Pour les convaincus des bienfaits de l’IEF, il n'y avait pas besoin de nouveaux textes législatifs et encore moins au sein de la loi contre les séparatismes. "L’État a déjà tous les outils pour faire des contrôles aujourd’hui. Ça me paraît complètement démesuré", dénonce Claude Chupiet-Kedachi. "On est contrôlé par la mairie, par l'Inspection académique. Les enfants ne vont pas à l'école mais ils ne sont pas sous les radars. Nos enfants ne sont pas du tout séparés comme on peut l'entendre dans le terme séparatisme. Ils font partie prenante de la société", témoigne Marie-Gabrielle Chupiet-Kedachi.
Il y a un amalgame entre l’instruction à la maison et les problèmes religieux
Même son de cloche pour Clémentine Challal du collectif Félicia, la Fédération pour la Liberté du Choix d'Instruction et des Apprentissages, qui milite pour l'instruction en famille. "Nous sommes pour la suppression de cet article 21 car l’arsenal législatif existant est suffisant. On sait bien que l'instruction à la maison n'est pas parfaite mais ce n’est pas la majorité des familles et il y a également aucune raison que cet article soit dans cette loi contre le séparatisme. Il y a un amalgame entre l’instruction à la maison et les problèmes religieux", regrette-t-elle.

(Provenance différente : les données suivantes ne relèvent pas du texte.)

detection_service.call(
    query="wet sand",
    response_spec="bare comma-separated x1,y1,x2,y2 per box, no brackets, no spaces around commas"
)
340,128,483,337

"Les parents instructeurs estiment être les victimes collatérales d’un projet de loi qui ne les visent pas", déclare Jean-Baptiste Maillard, porte-parole de l’association Liberté éducation.
Hier à Paris comme partout en France, parents et associations ont manifesté contre le vote de l'article 21 par l'Assemblée nationale. Le Sénat devrait se pencher sur le texte le 30 mars.
Difficile de savoir combien d'enfants suivent leur scolarité en famille. Lors d'un discours, le Président de la République Emmanuel Macron a évoqué le nombre de 50 000 élèves.